Ukraine’s Naftogaz Preparing New Lawsuit against Gazprom

Ukraine’s Naftogaz is preparing a formal enforcement procedure in Europe and a new lawsuit against Gazprom to recover damages caused by its non-compliance with arbitration awards, the company’s CEO has said.

Naftogaz Chief Commercial Officer Yuriy Vitrenko said this at a meeting with EU Commissioner for Competition Margrethe Vestager in Brussels, the Ukrainian company’s press service told Ukrinform.

According to the company, Vitrenko informed the commissioner in detail about the decisions taken by the Stockholm arbitration court in two commercial disputes between Naftogaz and Gazprom.

“Vitrenko also informed [Vestager] about Gazprom’s actions following the announcement of the final award which obliged Gazprom, i.a., to pay $2.6 billion to Naftogaz in damages and to resume gas supply to Ukraine on revised terms. At this point, Gazprom refuses to comply with the awards. Given the Russian counterparty’s position, Naftogaz is compelled to start a formal enforcement procedure in Europe and prepares a new claim to recover damages incurred because of Gazprom’s failure to comply with the awards,” the statement said.

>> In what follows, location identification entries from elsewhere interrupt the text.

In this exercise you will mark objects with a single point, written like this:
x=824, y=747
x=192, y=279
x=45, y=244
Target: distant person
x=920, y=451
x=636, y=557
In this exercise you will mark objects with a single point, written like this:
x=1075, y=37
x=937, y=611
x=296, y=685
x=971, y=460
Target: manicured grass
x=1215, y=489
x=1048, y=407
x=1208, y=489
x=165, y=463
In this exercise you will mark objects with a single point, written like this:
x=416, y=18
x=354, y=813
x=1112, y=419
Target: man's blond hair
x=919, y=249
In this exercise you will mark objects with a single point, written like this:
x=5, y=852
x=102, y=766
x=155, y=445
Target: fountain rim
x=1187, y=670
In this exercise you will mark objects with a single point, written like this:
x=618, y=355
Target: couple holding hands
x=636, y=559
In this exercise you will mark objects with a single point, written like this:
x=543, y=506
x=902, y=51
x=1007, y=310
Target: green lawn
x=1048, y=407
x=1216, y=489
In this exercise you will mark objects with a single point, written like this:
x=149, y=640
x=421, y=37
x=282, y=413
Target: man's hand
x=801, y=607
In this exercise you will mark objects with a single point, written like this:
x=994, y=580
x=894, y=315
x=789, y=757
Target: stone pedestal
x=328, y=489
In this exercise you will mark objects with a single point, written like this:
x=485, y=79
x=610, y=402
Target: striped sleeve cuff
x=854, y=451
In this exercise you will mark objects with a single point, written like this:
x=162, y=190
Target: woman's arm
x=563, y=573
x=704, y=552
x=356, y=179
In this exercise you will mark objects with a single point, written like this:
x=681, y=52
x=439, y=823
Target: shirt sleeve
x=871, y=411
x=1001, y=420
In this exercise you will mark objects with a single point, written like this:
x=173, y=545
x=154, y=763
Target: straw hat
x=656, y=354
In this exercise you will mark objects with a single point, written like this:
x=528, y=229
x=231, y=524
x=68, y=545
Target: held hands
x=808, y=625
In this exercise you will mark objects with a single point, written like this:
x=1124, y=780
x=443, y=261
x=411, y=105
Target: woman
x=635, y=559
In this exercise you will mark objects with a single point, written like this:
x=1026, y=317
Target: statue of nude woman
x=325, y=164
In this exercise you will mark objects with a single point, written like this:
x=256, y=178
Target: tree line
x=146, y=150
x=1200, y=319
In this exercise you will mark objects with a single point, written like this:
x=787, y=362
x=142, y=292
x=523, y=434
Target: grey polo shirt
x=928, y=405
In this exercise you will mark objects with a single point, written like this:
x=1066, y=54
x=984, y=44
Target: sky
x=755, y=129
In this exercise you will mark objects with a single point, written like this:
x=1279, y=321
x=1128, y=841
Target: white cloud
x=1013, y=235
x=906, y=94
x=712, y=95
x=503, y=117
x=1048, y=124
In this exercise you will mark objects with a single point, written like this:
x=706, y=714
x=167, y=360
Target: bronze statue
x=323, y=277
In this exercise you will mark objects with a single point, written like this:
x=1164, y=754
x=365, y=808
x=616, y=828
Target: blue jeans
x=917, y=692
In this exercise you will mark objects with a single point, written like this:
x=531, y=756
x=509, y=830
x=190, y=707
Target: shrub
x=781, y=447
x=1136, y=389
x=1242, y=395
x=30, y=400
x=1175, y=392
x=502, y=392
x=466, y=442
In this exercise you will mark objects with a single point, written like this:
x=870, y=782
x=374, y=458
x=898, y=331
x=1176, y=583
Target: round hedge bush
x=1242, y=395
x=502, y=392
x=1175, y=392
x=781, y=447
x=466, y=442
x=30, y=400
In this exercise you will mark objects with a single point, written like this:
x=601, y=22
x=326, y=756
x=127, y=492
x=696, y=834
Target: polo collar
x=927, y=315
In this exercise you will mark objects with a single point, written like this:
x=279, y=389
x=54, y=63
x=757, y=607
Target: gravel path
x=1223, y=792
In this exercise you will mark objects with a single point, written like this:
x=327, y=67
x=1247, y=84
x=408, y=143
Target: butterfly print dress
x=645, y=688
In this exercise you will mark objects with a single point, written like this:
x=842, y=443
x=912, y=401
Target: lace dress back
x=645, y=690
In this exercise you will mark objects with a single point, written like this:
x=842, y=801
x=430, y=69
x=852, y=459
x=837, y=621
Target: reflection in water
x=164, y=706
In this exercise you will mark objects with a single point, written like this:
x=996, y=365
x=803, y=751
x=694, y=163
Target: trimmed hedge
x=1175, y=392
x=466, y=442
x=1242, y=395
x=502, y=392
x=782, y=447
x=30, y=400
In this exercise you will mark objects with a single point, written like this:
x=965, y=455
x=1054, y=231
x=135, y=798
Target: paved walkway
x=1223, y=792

In 2017, Naftogaz submitted its observations regarding Gazprom’s proposed commitments in the separate antitrust case opened by the European Commission against Gazprom in 2012 concerning the EU’s Central and Eastern European gas markets.

On Wednesday, Gazprom’s CEO Alexey Miller said future Russian gas transit flows through Ukraine to Europe may be between 10 and 15 billion cubic meters per year, which is a significant decline from current levels.

Miller issued his comments after German Chancellor Angela Merkel said that the planned new Nord Stream 2 pipeline between Russia and Germany could not go ahead without clarity on Ukraine’s role as a transit route for gas.

“We have never raised an issue about abandoning the Ukrainian transit. However, the Russian resource base has been moving northward and there won’t be the same resources in the central gas transportation corridor as it was in the past,” Miller said in a statement.